British economist John Maynard Keynes wondered in 1930 how the society of his grandchildren would use its wealth and its unprecedented freedom from the age-old struggle for daily survival. Sachs believes that despite the staggering odds, this generation can end extreme poverty by the year 2025. It will take "a common bond of humanity, security, and shared purpose across cultures and regions" to lift the burdens of the one billion people subsisting on $1 a day.

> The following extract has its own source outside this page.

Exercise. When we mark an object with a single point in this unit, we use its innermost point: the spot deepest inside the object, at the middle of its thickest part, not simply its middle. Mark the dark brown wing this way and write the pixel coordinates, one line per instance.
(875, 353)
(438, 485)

In a chapter called "A Global Family Portrait," Sachs comments on economic development in four places: Malawi, Bangladesh, India, and China. He then briefly charts 200 years of modern economic growth and reveals why some countries fail to thrive and remain stuck in the poverty trap. The most fascinating chapters cover China's great leap forward, India's amazing economic growth, and the many challenges facing African nations. The author believes that key investments in people and infrastructure can give impoverished nations the tools they need for sustainable development.

Sachs outlines the UN Millennium Development Goals based on poverty reduction and talks about the myths and magic bullets that becloud people's vision when they think about ending poverty. He ends with a nine-step program to end extreme poverty which includes raising the voice of the poor, redeeming the role of the United States, strengthening the United Nations, and promoting sustainable development.